Critical Kids

In occasione della Fiera Internazionale del Libro per Ragazzi di Bologna debutta in libreria una nuova collana di libri BeccoGiallo dedicata ai protagonisti del futuro. Si chiama “Critical Kids”, ed è un altro piccolo significativo tassello del nostro progetto editoriale. Insieme ai bambini, ai genitori e agli insegnanti, vorremmo pensare nuovi libri coraggiosi per offrire materiali originali e pungenti che possano fungere da stimolo per dibattere insieme, per crescere (o decrescere?) in modo un po’ più consapevole negli anni a venire.

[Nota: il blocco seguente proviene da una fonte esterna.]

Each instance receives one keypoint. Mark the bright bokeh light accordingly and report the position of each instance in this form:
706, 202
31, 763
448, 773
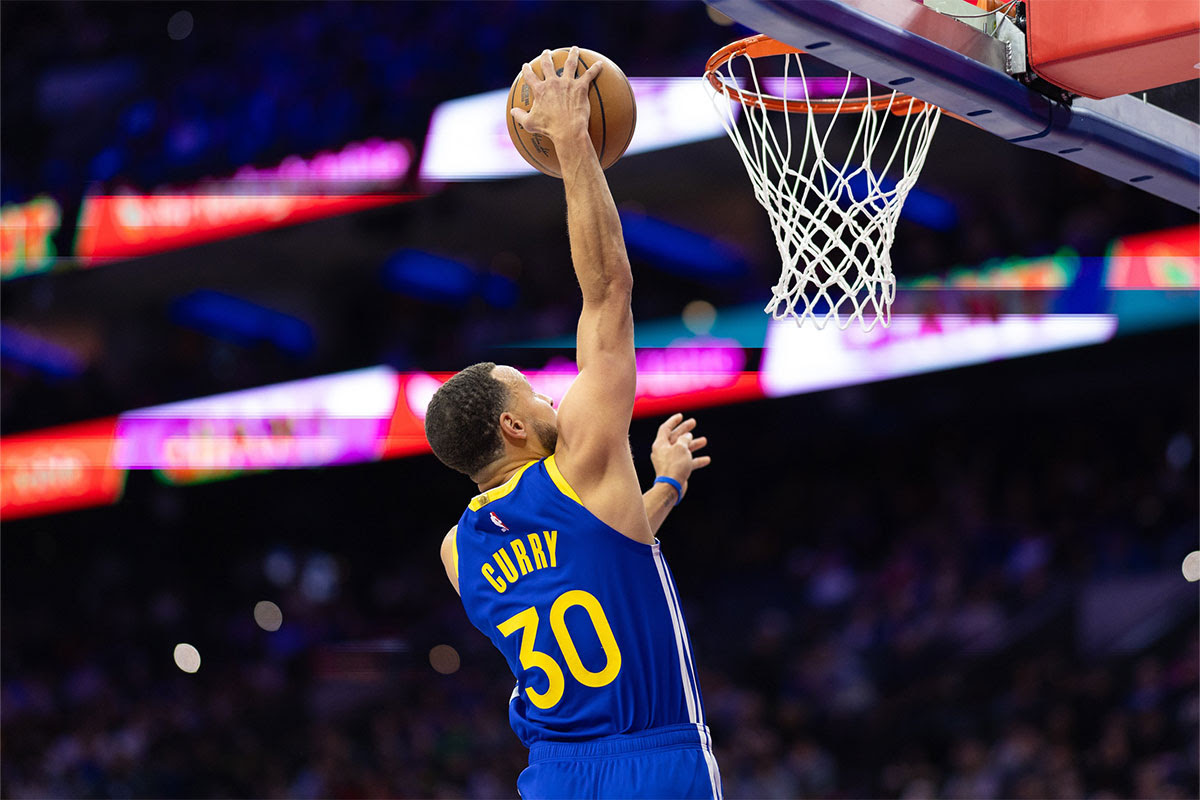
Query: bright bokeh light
1192, 566
187, 657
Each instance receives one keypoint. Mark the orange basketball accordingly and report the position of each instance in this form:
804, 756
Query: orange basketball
611, 124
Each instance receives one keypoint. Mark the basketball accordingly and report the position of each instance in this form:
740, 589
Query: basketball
611, 124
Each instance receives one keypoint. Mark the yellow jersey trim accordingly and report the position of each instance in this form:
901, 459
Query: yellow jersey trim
481, 500
559, 481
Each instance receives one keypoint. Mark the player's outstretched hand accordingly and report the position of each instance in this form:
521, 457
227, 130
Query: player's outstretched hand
561, 106
673, 452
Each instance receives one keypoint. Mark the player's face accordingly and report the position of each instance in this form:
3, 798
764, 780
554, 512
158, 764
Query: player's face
533, 408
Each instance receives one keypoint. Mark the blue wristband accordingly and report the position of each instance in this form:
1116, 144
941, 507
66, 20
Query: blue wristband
672, 482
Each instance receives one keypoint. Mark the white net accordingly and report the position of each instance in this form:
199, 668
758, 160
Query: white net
832, 192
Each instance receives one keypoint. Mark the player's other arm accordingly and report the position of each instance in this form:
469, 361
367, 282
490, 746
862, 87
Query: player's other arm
673, 455
593, 419
450, 557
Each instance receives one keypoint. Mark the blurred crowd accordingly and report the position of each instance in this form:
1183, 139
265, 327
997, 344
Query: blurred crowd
900, 614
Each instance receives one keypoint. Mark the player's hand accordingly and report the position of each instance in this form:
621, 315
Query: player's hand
561, 106
673, 452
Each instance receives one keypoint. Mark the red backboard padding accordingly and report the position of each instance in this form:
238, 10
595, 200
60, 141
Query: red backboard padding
1103, 48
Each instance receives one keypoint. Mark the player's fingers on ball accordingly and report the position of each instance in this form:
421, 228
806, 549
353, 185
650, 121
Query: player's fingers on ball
687, 425
594, 70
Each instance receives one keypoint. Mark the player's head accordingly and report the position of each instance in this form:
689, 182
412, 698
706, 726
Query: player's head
486, 413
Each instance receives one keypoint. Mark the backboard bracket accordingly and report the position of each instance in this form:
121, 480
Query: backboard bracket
935, 58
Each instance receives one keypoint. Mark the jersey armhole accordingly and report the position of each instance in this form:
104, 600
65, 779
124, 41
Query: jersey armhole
559, 481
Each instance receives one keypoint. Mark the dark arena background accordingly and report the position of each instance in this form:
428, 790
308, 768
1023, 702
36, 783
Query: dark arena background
241, 241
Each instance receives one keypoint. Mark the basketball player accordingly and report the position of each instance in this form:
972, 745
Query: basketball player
556, 559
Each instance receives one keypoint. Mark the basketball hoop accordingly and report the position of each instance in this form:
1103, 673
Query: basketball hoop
833, 208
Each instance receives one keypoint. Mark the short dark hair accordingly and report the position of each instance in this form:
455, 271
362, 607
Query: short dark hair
462, 422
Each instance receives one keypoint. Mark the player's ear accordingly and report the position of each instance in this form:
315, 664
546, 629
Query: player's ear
513, 427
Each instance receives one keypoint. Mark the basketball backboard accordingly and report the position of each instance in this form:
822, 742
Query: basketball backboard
972, 71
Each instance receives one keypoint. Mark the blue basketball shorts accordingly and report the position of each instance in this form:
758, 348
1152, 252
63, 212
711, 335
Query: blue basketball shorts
670, 762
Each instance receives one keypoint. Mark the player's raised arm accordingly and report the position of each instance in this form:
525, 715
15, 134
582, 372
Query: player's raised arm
593, 419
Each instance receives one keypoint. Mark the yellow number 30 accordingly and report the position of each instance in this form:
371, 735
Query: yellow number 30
527, 620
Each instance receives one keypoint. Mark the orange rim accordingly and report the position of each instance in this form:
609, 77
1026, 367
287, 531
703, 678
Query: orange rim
761, 46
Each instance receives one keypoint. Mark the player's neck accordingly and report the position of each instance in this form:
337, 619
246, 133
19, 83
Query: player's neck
499, 471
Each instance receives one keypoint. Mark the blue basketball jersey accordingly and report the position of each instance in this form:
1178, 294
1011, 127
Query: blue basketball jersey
588, 619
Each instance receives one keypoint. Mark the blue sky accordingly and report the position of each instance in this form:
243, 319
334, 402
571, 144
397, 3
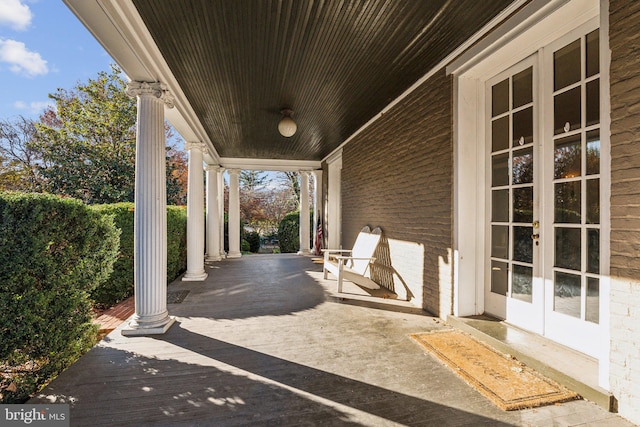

I libri verranno realizzati con materiali amici dell’ambiente e su licenza Creative Commons per favorirne la diffusione. In questi anni, spesso gli insegnanti ci hanno invitati nelle scuole a presentare singoli libri BeccoGiallo assieme agli autori, a volte a parlare del nostro progetto editoriale.
Raccontare con un linguaggio più vicino ai ragazzi frammenti di storie italiane spesso complesse ci ha permesso di approcciare certi argomenti in modo un po’ più semplice, per poi poterli approfondire di nuovo in classe, con occhi diversi. E dialogare con i giovani lettori ci ha aiutato a comprendere meglio il nostro lavoro di editori. Ci è servito come stimolo prezioso per provare a ripensare quotidianamente il nostro futuro di editori e di persone, ed è per questo che abbiamo deciso di affidarci proprio a loro, ai bambini. E cominceremo dal principio. Come si faceva una volta, cominceremo con un alfabetiere, che abbiamo intitolato “Altreparole”: al posto della A di Ape ci sarà la A di Ambiente, al posto della B di Banana ci sarà la B di Benvenuto. Perché per costruire insieme un futuro diverso abbiamo bisogno di nuove parole, che abbiamo cercato e condiviso con pazienza, costruendo laboratori con bambini, insegnanti, mamme e papà di nuova generazione con la supervisione pedagogica di Diego Di Masi, ricercatore in Scienze Pedagogiche all’Università di Padova. Parole che abbiamo poi affidato allo sguardo, ai pensieri e alle matite di Roberta Gorni.

Siamo curiosi di vedere quali saranno le risposte alla nostra nuova proposta editoriale da parte dei colleghi italiani e stranieri a Bologna. E soprattutto, quale sarà la risposta dei lettori: oltre a nuove parole, abbiamo bisogno di messaggeri coraggiosi.